- Origin: Port Sudan, Sudan
- Genres: Beja music
- Years active: 2006–present
- Label: Ostinato
- Members: Noori (tambo-guitar) Naji (tenor saxophone) Gaido (bass guitar) Tariq (rhythm guitar) Fox (congas) Danash (tabla)

= Noori and his Dorpa Band =

Sudanese band

Noori and his Dorpa Band are a Beja band from Port Sudan, led by musician Noori Jaber.
Their debut album Beja Power! Electric Soul & Brass From Sudan's Red Sea Coast was released on Ostinato Records in 2022.

==History==
Noori Jaber founded Noori and his Dorpa Band in 2006.
He leads the group on "tambo-guitar", an instrument he created by attaching the neck of an electric guitar to a kissar that he received as an 18-year old.
In an article for the Yearbook for Traditional Music, Jim Hickson described the instrument as "a striking visual symbol of musical fusion."

Ostinato Records owner Vik Sohonie first came across Noori and his Dorpa Band on TikTok during a trip to Sudan in 2021.
After being contacted by Sohonie, the group spent five days recording in Omdurman, Khartoum State, and in June 2022 Ostinato Records released the Dorpa Band's debut album Beja Power!.

==Musical style==
The members Noori and his Dorpa Band are Beja, an ethnic group from eastern Sudan that make up roughly 5% of the population of the country.
The Beja have historically been politically and culturally marginalised in Sudan.
Omar al-Bashir, who was Sudan's head of state from 1989 to 2019, was intentional in suppressing Beja culture;
Noori and his Dorpa Band aim to promote and preserve Beja culture in response to this.

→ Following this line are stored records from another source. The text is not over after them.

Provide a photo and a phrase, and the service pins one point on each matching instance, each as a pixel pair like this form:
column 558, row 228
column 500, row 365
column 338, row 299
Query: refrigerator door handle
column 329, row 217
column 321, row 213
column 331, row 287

Jim Hickson described the sound of Noori and his Dorpa Band as "clearly Sudanese while bringing to mind Ethiopian, Somali, and Yemeni music", and also as showing influence from Tuareg, blues, and jazz music.

== Members ==
Source:

- Noori (tambo-guitar)
- Naji (tenor saxophone)
- Gaido (bass guitar)
- Tariq (rhythm guitar)
- Fox (congas)
- Danash (tabla)

==Discography==
- Albums
- Beja Power! Electric Soul & Brass From Sudan's Red Sea Coast (Ostinato, 2022)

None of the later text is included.